Thelema gives us a powerful metaphysical vision: each person has a true will, a unique trajectory through life, and love is the law that aligns oneself with that trajectory. Union, polarity, and relationship are built right into the system. Nuit and Hadit, the Serpent and the Egg, and the Rosy Cross are not solitary symbols. They’re images of balance, reciprocity, and creative union—embodiments of the Thelemic theory of ultimate reality.
But Thelema gives us very few tools for living that out in real relationships.
The methods of Thelema—ritual, meditation, and magick—send us inward again and again. They help us discover and align with our own will. That’s not wrong. In fact, for people with insecure attachment, it can be a life-saving corrective.
- A-strategies (the avoidant spectrum) often disconnect us from our own longing. Turning inward can reconnect us with needs we’ve muted.
- C-strategies (the preoccupied spectrum) tend to over-monitor the other person. Turning inward can restore self-contact and break cycles of anxiety.
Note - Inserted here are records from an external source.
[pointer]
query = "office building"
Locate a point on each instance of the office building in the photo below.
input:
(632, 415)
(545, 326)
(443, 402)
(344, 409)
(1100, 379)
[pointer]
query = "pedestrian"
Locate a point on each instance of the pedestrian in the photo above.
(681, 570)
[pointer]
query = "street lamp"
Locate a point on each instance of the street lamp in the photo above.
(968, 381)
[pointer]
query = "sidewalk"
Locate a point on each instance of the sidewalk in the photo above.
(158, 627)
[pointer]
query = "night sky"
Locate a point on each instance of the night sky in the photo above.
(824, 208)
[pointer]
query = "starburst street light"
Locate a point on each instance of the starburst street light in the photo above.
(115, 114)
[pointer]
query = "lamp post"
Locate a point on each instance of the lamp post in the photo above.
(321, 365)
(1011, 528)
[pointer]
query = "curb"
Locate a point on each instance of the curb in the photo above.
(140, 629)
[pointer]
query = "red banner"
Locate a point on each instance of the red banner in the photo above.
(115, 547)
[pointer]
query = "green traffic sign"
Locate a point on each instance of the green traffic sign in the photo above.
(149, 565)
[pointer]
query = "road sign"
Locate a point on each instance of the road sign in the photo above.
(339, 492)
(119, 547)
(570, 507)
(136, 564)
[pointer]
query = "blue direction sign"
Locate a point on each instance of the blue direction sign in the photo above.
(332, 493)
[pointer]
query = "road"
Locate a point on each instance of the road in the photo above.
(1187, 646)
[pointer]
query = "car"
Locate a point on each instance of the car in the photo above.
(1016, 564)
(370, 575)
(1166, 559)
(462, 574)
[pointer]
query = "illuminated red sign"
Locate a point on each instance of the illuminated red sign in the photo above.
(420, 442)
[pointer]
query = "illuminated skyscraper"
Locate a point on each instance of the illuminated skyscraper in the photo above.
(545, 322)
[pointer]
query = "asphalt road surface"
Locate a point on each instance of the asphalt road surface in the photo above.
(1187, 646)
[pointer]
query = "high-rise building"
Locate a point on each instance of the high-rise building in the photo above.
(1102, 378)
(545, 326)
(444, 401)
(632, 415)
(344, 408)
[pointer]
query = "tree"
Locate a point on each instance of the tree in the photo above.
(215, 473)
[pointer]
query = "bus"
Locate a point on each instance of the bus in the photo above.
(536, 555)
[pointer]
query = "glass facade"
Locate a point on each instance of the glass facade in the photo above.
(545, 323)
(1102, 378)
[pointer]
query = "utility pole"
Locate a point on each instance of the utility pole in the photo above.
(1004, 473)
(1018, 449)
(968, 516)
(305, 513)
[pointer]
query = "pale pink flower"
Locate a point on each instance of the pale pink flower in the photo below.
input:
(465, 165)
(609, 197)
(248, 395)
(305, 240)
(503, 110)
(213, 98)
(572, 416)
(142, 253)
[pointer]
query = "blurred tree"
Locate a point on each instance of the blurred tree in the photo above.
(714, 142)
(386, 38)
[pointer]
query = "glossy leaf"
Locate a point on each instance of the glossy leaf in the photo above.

So yes, Thelema’s inward emphasis can be exactly what’s needed.
But it’s incomplete.
Secure attachment isn’t just an abstract “balance.” It’s a trained capacity. It’s the ability to flex between cognition and affect, head and heart, in contact with another person. It’s knowing how to soothe and be soothed, how to reality-test together, how to build a bond that makes both people more rational, more resourced, more self-actualized than they’d be alone.
And that’s where Thelema is largely silent. It gives us metaphors of balance but not the practices for cultivating it. It gives us the why but not the how.
That’s the missing technology of relationship.
If Thelema is going to live beyond heroic individualism, if “love under will” is to be more than a slogan, we need to develop and import practices that actually train us to live securely and flexibly with one another. I’ve tried to show how attachment theory—especially the Dynamic Maturational Model—can plug into this gap. I see it as a practical complement to what Thelema has always proclaimed: that love and will are inseparable, and that relationship is not a distraction from true will but one of its engines of realization.